Bella D’Abrera is the voice of the IPA’s campaign on schools, Class Action, named in a threateningly legalistic fashion. In July, the IPA promoted an advertisement for the campaign on Facebook aiming to arouse average Aussie parents to work to control what is taught to their children. The linked video is labelled with a “Warning” with an accompanying warning logo, followed by “insane racial ideology at Aust schools.” The post claims that “Critical Race Theory”(CRT) is being taught at Australian schools. This is arrant nonsense. CRT is a university level discourse in some American law schools that aims to see where old racism is encoded in longstanding systems. This fabricated culture war battle over schooling was invented by Republican activist Christopher Rufo, who believed it offered a frightening sounding name that would galvanise ignorant Red-state parents.
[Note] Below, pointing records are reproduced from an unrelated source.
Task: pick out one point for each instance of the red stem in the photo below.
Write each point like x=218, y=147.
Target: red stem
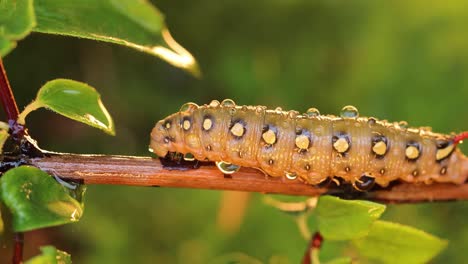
x=18, y=248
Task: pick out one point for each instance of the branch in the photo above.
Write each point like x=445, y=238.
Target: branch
x=147, y=171
x=6, y=96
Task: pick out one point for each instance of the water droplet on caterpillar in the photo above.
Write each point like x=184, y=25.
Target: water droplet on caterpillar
x=311, y=112
x=403, y=124
x=214, y=103
x=227, y=168
x=189, y=157
x=228, y=103
x=349, y=111
x=291, y=176
x=188, y=107
x=371, y=121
The label is applied to any attempt to convey history in any but the most bowdlerised fashion to suit white bigots who will not hear any of the pain of the settler colonial experience. (In Britain the label is used to criticise any but the most celebratory account of the British Empire.) It is not about teaching guilt, as the IPA and radical right activists chant, but about teaching a more balanced view of history than most adults are aware existed. Our historical understanding is so partial because the history taught has been so sanitised.

D’Abrera also harps on about the “identity politics” taught in schools, and apparently fostered in universities, omitting the fact that there is one and only one identity they do want taught. Any allowance for diversity in schools is made the subject of hysterical scandal.

As Noel Turnbull pointed out here, schools are exciting and busy places, because of the hard work of teachers, with no sign of the perversion and shame that the IPA’s American gambit would have us believe.